Demollari used to watch Italian TV stations through a reception ‘inverter’ her family had acquired. She was convinced it was the closest she’d ever come to experiencing another country, another way of life. International travel remained illegal throughout the 1980s, a hallmark of Enver Hoxha’s unique dictatorship. Each mile of the Balkan nation’s borders was enforced with bulbous barbed wire.[...]
A charm offensive has been building since 2006, when the government first accepted and passed a resolution from the European Council that the crimes of the nation’s Communist regime should be “held equivalent” to those of Nazism. Within three years, Albania had formerly applied for membership to the EU. But it took five years for the nation to be officially recognised as a candidate. Until 2014, EU leaders weren’t persuaded that Albania was committed to tackling a problem that the nation seems unable to shake: corruption. [...]

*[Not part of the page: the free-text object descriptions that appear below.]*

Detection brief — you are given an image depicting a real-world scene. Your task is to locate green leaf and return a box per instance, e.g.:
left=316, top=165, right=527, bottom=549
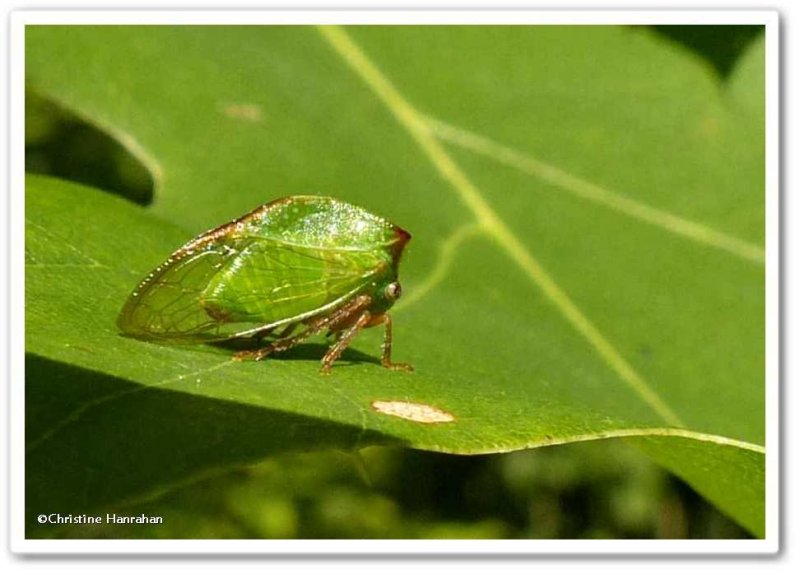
left=25, top=25, right=765, bottom=537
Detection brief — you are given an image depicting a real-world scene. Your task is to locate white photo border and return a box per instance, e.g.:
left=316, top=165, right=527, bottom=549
left=9, top=8, right=779, bottom=555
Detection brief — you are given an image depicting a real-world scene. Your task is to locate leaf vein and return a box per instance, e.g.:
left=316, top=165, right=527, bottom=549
left=26, top=218, right=107, bottom=268
left=423, top=115, right=764, bottom=265
left=394, top=222, right=488, bottom=313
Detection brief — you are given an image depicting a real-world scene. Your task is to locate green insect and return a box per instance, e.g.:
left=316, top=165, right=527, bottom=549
left=117, top=196, right=413, bottom=374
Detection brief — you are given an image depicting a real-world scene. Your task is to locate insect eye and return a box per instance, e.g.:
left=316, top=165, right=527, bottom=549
left=385, top=282, right=401, bottom=300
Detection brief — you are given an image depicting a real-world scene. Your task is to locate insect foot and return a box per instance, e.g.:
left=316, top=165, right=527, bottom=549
left=383, top=361, right=414, bottom=373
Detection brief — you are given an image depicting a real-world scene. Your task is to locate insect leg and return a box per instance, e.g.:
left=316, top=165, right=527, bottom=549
left=233, top=322, right=322, bottom=361
left=234, top=295, right=373, bottom=363
left=377, top=314, right=414, bottom=372
left=320, top=311, right=372, bottom=375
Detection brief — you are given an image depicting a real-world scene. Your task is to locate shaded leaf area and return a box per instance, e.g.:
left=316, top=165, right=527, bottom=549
left=26, top=355, right=397, bottom=537
left=25, top=25, right=765, bottom=536
left=25, top=90, right=153, bottom=204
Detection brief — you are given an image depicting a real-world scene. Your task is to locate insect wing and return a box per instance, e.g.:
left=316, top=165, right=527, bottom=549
left=117, top=236, right=255, bottom=341
left=118, top=236, right=387, bottom=342
left=201, top=239, right=387, bottom=326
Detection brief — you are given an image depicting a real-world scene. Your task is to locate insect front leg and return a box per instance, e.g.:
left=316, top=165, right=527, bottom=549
left=377, top=313, right=414, bottom=372
left=321, top=311, right=373, bottom=375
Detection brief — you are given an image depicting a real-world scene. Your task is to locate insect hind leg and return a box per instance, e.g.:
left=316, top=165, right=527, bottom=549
left=233, top=322, right=318, bottom=362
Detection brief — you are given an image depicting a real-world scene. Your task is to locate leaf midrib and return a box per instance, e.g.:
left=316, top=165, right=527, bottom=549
left=317, top=25, right=688, bottom=429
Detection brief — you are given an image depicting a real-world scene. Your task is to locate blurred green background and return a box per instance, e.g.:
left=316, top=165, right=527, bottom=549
left=25, top=25, right=762, bottom=539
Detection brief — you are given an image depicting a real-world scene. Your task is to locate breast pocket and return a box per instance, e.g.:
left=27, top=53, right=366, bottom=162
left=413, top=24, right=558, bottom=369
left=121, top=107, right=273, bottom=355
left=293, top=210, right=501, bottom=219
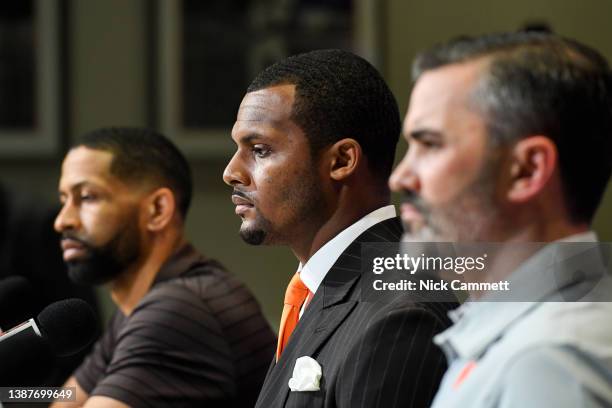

But has Albania’s progress been significant enough? Last year, the US Department of State identified “rampant corruption” in the nation. And just this weekend, thousands of protestors turned out in Tirana, calling for Rama’s resignation – accusing the man who was supposed to save the country from corruption of perpetuating it. In response, the Albanian president, Ilir Meta, cancelled the local elections due to take place on 30 June. He stated that the current politic chaos did not provide “the necessary conditions for true, democratic, representative and all-inclusive elections.”